Even before the four outstanding stars of the University of Kentucky's great basketball team graduated last spring, there was a rush by the pros to draft them. The rush was firmly but politely repulsed: the boys who had won two N.C.A.A. titles and helped represent the U.S. in the 1948 Olympic games in London wanted to stay together as pros. With a Lexington, Ky. newspaperman as their president, general manager and publicity director, they took over the Indianapolis franchise in the newly formed National Basketball Association and became co-owners and star performers.

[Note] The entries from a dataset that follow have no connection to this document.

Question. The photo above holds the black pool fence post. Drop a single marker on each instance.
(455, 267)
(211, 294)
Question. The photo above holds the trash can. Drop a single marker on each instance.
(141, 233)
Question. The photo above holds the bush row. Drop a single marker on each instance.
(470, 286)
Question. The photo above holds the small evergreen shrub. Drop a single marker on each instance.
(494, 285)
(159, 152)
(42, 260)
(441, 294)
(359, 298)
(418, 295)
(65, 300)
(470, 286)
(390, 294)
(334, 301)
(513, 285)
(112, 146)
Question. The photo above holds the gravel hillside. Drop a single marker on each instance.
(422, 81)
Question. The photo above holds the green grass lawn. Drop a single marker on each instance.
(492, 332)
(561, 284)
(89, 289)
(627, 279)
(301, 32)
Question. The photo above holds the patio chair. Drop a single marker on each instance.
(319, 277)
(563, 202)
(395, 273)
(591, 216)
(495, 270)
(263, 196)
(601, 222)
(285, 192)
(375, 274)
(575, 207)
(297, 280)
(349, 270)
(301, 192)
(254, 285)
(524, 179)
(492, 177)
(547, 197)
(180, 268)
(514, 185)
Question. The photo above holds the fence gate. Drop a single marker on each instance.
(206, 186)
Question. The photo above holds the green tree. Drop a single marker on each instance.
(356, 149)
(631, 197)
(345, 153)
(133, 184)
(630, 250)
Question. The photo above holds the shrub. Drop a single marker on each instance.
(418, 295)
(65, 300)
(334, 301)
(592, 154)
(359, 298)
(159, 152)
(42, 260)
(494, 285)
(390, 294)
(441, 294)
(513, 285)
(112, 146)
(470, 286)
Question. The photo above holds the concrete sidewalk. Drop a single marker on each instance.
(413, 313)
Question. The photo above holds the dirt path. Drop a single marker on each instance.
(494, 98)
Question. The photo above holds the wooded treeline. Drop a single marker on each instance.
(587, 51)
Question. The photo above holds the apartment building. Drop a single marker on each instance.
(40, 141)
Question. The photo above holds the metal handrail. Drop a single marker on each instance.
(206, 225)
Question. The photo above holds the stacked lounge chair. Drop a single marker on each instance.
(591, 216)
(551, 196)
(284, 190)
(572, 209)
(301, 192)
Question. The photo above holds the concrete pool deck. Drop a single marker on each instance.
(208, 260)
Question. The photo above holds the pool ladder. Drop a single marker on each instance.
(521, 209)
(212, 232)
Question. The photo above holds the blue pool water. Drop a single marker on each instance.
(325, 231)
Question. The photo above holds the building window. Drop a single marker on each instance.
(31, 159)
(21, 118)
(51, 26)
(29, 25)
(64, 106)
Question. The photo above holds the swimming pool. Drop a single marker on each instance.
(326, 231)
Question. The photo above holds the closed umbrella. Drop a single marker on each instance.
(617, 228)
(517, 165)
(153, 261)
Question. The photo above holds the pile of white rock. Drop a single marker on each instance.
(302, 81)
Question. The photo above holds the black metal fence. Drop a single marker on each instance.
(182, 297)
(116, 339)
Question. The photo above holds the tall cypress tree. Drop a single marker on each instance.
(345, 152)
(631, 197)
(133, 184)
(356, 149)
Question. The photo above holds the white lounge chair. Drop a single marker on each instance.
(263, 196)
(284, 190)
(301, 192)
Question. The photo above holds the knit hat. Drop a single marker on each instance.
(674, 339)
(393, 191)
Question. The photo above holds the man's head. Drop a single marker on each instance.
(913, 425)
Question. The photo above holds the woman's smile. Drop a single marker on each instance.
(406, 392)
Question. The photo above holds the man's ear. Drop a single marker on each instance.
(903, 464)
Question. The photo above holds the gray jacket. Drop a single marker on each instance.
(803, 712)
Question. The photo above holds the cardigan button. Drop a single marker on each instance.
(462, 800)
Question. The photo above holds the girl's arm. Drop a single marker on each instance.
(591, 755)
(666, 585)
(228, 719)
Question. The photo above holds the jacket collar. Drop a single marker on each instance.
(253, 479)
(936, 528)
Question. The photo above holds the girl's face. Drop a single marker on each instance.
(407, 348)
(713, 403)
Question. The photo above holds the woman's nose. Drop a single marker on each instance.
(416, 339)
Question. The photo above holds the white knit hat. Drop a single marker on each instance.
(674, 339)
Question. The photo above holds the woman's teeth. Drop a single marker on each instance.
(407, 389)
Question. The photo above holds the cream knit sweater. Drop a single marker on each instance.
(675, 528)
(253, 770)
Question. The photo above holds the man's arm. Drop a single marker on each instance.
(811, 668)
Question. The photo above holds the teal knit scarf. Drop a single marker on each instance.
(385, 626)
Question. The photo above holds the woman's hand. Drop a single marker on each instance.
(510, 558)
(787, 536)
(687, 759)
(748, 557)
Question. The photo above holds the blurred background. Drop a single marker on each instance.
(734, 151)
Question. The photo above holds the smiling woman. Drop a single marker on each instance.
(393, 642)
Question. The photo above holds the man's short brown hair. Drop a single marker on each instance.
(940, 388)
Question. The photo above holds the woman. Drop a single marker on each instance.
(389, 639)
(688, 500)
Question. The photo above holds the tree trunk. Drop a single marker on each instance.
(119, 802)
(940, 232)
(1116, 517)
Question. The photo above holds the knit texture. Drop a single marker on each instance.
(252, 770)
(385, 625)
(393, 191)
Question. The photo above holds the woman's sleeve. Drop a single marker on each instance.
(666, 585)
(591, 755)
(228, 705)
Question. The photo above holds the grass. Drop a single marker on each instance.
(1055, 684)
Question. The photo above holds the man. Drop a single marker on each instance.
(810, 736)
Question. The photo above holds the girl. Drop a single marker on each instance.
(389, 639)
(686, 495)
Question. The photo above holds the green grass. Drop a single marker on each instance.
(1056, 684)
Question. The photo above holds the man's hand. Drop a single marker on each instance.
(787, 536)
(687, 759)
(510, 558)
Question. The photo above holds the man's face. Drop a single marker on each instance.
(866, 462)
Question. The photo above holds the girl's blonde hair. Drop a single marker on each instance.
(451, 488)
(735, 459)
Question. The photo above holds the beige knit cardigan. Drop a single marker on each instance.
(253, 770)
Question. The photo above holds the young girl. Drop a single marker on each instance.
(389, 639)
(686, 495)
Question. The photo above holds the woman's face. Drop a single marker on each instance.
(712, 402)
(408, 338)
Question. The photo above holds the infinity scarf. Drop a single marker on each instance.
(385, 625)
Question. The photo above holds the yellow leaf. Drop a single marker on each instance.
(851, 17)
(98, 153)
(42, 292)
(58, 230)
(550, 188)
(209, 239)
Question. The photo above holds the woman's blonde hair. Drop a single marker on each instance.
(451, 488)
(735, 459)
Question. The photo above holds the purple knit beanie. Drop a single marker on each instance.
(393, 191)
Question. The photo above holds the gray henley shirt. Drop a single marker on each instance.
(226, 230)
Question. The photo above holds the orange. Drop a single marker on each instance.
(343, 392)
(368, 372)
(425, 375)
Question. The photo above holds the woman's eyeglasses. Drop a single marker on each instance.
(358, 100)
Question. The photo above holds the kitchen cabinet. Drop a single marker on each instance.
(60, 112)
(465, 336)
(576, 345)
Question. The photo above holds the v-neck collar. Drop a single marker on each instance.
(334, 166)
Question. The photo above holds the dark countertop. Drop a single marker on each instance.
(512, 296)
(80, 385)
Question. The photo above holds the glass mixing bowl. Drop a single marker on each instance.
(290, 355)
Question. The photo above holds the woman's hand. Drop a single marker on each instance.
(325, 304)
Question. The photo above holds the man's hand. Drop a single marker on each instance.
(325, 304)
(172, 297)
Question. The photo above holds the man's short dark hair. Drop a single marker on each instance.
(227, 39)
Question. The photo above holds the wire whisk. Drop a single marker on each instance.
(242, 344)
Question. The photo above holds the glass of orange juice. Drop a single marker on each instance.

At Indianapolis a fortnight ago, as the Indianapolis Olympians, the Kentuckians made their pro debut and won, 71-64. Then they lost two games. Last week in Madison Square Garden, scene of their greatest college triumphs, the Olympians played the New York Knickerbockers before 18,135 fans, the largest crowd ever to watch a Garden pro basketball game, and put on a crack demonstration. Towering (6 ft. 7 in., 220 lbs.) Alex Groza went on a snapshooting tear and scored 41 points. Every time he let the ball go it seemed to swish through the hoop. The best his two talented associates--Ralph Beard and "Wah Wah" Jones--could do was score nine points apiece (the fourth old Kentuckian, Cliff Barker, is the coach). At the end of 48 hair-raising minutes of play, the Olympians had squeezed past the Knickerbockers, 83-79.

The main problem facing the Olympians in the pro league was rounding up some adequate substitutes. Iron Man Groza could not keep on playing without relief as he did in the Garden and again the next night in Philadelphia, when he helped subdue the Warriors and their high-scoring star, Joe Fulks, 91-84.